E a falta de hábito também o tornara desajeitado. Poucos percebiam ,que muita daquela aparente frieza ou desinteresse, não era senão uma incapacidade, uma inibição de expressar os afetos. Sofia, porém saltitava de pergunta em pergunta, abria os braços, rodava sobre si. Tudo isto numa enxurrada de emoções que o deixava boquiaberto. Onde fora esta criança buscar tamanho caudal emotivo? A ele certamente que não, e à mãe muito menos.
Agarrou doce mas firmemente na filha. Fê-la parar e olhou-a nos olhos.
- Pára Sofia, ainda ficas zonza. Vamos lá.
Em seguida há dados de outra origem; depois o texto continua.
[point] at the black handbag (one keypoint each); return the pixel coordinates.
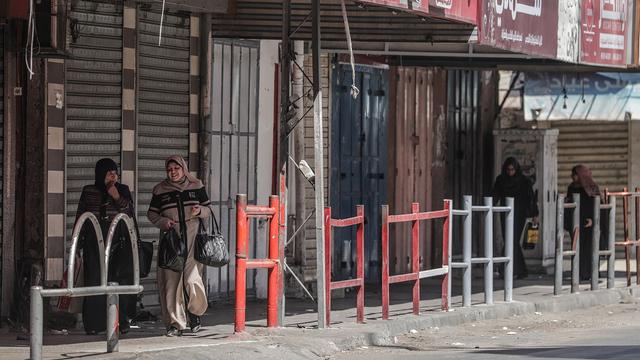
(211, 249)
(171, 251)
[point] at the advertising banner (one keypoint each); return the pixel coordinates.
(523, 26)
(604, 32)
(575, 96)
(460, 10)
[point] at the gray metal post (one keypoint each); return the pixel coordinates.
(508, 251)
(595, 244)
(575, 260)
(36, 323)
(318, 163)
(557, 285)
(466, 250)
(488, 251)
(611, 260)
(112, 321)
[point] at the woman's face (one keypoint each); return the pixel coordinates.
(111, 177)
(175, 172)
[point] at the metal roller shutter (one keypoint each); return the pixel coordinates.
(603, 146)
(234, 148)
(93, 95)
(163, 111)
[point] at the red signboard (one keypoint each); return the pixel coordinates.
(461, 10)
(401, 4)
(523, 26)
(603, 29)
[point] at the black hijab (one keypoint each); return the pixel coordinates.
(510, 184)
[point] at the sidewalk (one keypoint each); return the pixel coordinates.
(300, 339)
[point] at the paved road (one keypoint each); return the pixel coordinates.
(607, 332)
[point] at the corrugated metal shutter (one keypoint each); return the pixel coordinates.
(93, 95)
(163, 111)
(234, 149)
(1, 139)
(603, 146)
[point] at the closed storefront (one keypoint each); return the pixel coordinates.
(93, 95)
(163, 84)
(234, 149)
(603, 146)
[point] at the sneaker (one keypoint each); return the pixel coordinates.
(194, 323)
(173, 331)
Vou chamar a Ricardina, que vai tratar de ti. É boa pessoa e tu vais gostar dela. Prometes que vais portar-te bem?
-Sim, paizinho. Eu vou ser boazinha.
- Está bem. Espero por ti lá em baixo para tomarmos o pequeno -almoço.
-Um beijinho, paizinho. Só um…beijinho…
- Está bem, vá lá…
Sofia esticou-se toda enquanto Jorge se baixava. Havia uma cumplicidade de gestos. As palavras não eram necessárias. 
Foi assim que  aquele verão começou.
Quando acordava e saltava para o chão, enfiava o fato de banho, bebia o leite na cozinha e corria para a praia. Mesmo do outro lado da cancela. Ficava ali deitada na areia, ouvindo o mar que crescia dentro dela. Corria no areal . Ali mesmo. Molhava os pés, as pernas. Enrolava-se na areia molhada. Um croquete de areia como lhe chamava Ricardina. Só quando ela chegava  Sofia,  podia ir tomar banho. Mas pertinho. Nada de muito longe.
Ricardina tirava os sapatos pretos, espetava sempre o dedão num gesto que nunca vira ninguém fazer e de toalhão na mão, ali ficava, ora puxando as saias, ora girando na espuma sempre de olhar arguto, não fosse o mar roubar-lhe a encomenda. Os gestos tinham a sonoridade do seu nome. Em cada requebro, Sofia, ouvia a voz de Ricardina, ora doce, estrídula, perto e longe. Foi um verão de cheiro  e sons de mar.
O fim de tarde era outra coisa. Quando o  pai chegava partiam então barquito com um motorzito que roncava e vomitava o cheiro de gasolina na esteira das águas de espuma branca. Foi assim que aprendeu o falar do mar. Os  seus segredos,  sussurros e  lamentos. Os dias de águas mansas e os outros, das enrufadas. Não tinha medo. O pai dizia-lhe:
-Segura-te bem, Sofia.
- Está bem paizinho.
- Não tenhas medo.
- Não tenho paizinho, estou contigo.
- Olha Sofia, olha o sol. Olha a cor. O ouro do mundo.
- É lindo! Mas porque é ouro?
-Porque é puro e brilhante.
- Ah! Mas ouro não é o meu fio?
-É Sofia é. Mas o sol também é. Outro ouro.
- Ah, já percebi paizinho. Há muitos ouros, é?
- Sim, Sofia.
- O ouro da água, olha paizinho. O ouro grande está entornar-se para o mar. Já viste? Também é ouro, não é?
-Claro que é Sofia. Vês como percebeste!
- Paizinho?!
-Sim?
-Porque é que a gente é tão pequenina?
-Pequenina?
-Sim paizinho. Olha é tudo grande, o sol, o mar, as rochas…
-Ah, Sofia.
- Só tou a ver, só tou a olhar.
- Sofia, somos assim para podermos encaixar nas belezas do mundo. Tal como os teus cubos do jogo. Percebeste?
 - Assim-assim. Mais ou menos.
-Sofia os teus cubos precisam de estar todos no lugar certo para contarem a história não é?
-É…
- Pois então, nós também precisamos de encaixar nos lugares para contarmos uma história
- Uma história? Qual? Conta!
-Sofia, o pai não te vai contar porque tu é que a vais escrever e depois ler. Tens que crescer. É assim a história dos grandes. Percebes?
-Hum… hum… mais ou menos. Vou pensar.
- Então pensa.
E daquelas palavras húmidas fez-se o seu tesouro de memória. Ainda hoje abre o baú daquele verão e encontra sempre alguma palavra que lhe dá alento para seguir em frente.
Em finais de Setembro, Sofia foi devolvida à mãe. Lembra-se perfeitamente, lembra-se do ano 1962.